El calor de julio impregnaba la ciudad con furia. El bullicio aumentaba progresivamente con el paso de las horas, mientras las gotas de sudor que se deslizaban lentamente por su cuello la hacían querer tomar una pausa y mirar a su alrededor. Se detuvo y por un momento sintió que se desmayaba. Miró hacia arriba y dirigió la vista al árbol inmóvil, observó fijamente por unos segundos, cerró los ojos y bajó la cara. El calor la sofocaba y la presionaba desde la espalda como un saco de arena sobre los hombros. No había dónde sentarse, seguía de pie mientras los demás pasaban como una ráfaga a su lado.
Respiró profundo, tomó fuerza y dio un primer paso, sentía grilletes invisibles en cada tobillo. De pronto un golpe, un muchacho con morral azul y zapatos deportivos color naranja la tropieza, empujándola levementa hacia atrás. Otra bocanada de aire y con ella el segundo paso. Sus movimientos le parecían torpes, sin determinación ni sincronía. De nuevo ambas piernas en posición paralela, mirándose la una a la otra de reojo.
Tres de la tarde y contando. No había prisa, ninguna cita o compromiso pendiente, sólo el deseo de llegar a casa antes del anochecer. -¿Quién podría venir a ayudarme?, se pregunta. -¿Quién acudiría a mi llamado con sólo decir "ven"? ¿Quién? ... Un perro olfatea la parte posterior de sus muslos. Es un callejero de tamaño mediano, es marrón con manchas grises. Lo mira de lado y él responde, hay un intento de ladrido pero se ahoga en su hocico; la rodea con una vuelta desinteresada y se va.
Toma fuerza y da el tercer paso. Esta vez siente que puede seguir, continúa caminando como por defecto, casi como un acto inconsciente, puramente mecánico. No le importa: está funcionando. Se acerca a la parada del autobús y empieza a salivar mientras mira a través de la ventana un puesto vacío en el que sentarse. Duda si podrá subir los dos escalones del colectivo. Mira de nuevo hasta donde le permite su físico, buscando una mirada, pero nadie parece notar su presencia.
Se sube y se sienta. A su lado una mujer mayor con franela blanca y pantalones negros hasta las rodillas. Sobre sus piernas una bolsa plástica con varias telas de colores en su interior. Verde, azul, rosa, naranja. Lo difícil ya pasó, recuperará fuerzas en el camino y pronto podrá tirarse en su cama. La señora de las telas le dirige una sonrisa, ella le devuelve otra. Las gotas de sudor se volvieron frías y punzantes.

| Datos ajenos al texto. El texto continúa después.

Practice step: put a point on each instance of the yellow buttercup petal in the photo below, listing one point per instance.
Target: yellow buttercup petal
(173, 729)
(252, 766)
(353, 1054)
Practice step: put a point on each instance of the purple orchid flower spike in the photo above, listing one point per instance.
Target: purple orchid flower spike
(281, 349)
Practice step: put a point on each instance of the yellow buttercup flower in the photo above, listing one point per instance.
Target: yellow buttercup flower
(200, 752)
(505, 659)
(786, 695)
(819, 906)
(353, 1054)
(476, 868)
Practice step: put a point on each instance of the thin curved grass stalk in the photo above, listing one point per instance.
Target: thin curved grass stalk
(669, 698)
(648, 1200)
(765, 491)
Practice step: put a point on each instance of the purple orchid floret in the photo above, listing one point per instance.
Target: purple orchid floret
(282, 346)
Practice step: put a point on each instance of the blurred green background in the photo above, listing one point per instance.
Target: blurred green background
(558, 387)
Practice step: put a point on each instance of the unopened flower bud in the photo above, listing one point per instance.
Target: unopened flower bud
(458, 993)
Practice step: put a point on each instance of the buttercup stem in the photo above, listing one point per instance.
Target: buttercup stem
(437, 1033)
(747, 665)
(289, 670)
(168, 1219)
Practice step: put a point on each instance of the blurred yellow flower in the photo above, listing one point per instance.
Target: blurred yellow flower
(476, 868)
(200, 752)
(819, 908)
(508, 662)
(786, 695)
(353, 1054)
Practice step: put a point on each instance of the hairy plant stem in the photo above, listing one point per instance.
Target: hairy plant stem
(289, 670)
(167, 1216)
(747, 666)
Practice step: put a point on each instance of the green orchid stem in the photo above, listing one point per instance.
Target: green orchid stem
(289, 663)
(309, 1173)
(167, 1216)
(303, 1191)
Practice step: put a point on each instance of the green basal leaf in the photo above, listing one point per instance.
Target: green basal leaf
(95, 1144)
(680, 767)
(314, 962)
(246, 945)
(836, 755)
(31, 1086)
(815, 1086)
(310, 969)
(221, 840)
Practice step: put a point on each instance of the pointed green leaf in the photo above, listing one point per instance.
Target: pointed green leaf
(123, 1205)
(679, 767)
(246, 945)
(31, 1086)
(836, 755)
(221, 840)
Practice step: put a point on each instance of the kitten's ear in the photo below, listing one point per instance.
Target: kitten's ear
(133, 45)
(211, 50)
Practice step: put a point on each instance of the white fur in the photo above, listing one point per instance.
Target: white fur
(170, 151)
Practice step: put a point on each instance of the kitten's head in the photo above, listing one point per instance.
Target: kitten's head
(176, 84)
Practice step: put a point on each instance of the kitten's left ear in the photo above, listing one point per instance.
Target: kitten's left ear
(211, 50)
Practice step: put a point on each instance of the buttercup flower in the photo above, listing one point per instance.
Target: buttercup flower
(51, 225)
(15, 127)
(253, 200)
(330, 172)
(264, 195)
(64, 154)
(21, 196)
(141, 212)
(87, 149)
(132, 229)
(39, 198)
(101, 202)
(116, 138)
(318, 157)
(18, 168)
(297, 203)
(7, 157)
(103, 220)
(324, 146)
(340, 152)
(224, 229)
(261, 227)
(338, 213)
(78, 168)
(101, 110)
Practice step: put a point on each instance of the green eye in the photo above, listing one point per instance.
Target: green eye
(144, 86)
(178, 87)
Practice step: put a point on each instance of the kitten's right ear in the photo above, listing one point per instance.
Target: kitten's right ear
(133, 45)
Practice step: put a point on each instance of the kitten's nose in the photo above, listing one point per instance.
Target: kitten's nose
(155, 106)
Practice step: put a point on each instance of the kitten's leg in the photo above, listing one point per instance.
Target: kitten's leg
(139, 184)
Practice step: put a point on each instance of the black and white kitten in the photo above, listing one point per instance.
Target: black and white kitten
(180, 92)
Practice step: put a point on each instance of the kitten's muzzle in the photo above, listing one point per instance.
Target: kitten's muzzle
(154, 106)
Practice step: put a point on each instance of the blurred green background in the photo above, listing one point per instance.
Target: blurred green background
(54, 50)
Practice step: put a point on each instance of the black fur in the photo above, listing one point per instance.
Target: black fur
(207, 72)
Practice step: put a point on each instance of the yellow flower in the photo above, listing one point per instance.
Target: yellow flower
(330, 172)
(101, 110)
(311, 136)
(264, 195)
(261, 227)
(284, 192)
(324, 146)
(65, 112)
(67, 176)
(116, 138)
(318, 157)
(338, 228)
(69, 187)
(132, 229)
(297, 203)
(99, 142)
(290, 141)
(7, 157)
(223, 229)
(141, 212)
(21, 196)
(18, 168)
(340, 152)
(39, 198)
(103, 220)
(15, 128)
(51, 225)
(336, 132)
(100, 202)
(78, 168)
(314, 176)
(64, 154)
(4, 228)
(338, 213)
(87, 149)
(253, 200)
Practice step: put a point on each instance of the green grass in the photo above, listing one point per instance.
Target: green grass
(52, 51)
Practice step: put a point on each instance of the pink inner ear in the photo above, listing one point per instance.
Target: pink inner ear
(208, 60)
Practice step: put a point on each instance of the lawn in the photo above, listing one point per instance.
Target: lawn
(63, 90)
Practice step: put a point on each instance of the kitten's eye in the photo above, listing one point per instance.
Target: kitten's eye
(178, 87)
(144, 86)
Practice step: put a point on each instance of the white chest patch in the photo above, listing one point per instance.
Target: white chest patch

El autobús avanza y la mujer a su lado le habla, comenta la vestimenta de un hombre parado en la acera. Ella voltea a mirarlo y se sonríe ante la estrafalaria combinación de su traje. -¿A quién podré llamar?, volvió a preguntarse. Tal vez él vendría. "No", exclama para sí misma, "está trabajando todavía y su celular debe estar descargado".
-¿Sería que me cayó mal la comida? "Quizás sólo necesite descansar. Debería tomar los días libres que tengo acumulados". Mientras debatía razones y soluciones consigo misma sintió un vapor que brotaba desde lo más profundo de su pecho, con el estómago comprimido y los brazos caídos, sin fuerzas. "Necesito agua", se dijo, recostando la cabeza del espaldar de su asiento.
-Seguro lo que necesito es acostarme y descansar un rato, falta poco, falta poco...".
Las gotas inicialmente en el cuello ya rodaban por sus brazos y espalda, heladas como hilos de cristal. Sus ojos cerrados sorteaban parpadeos breves para ubicarse en el espacio.
-Hija, ¿necesitas ayuda?, le preguntó la señora de las telas.
-No, respondió ella mientras se desvanecía.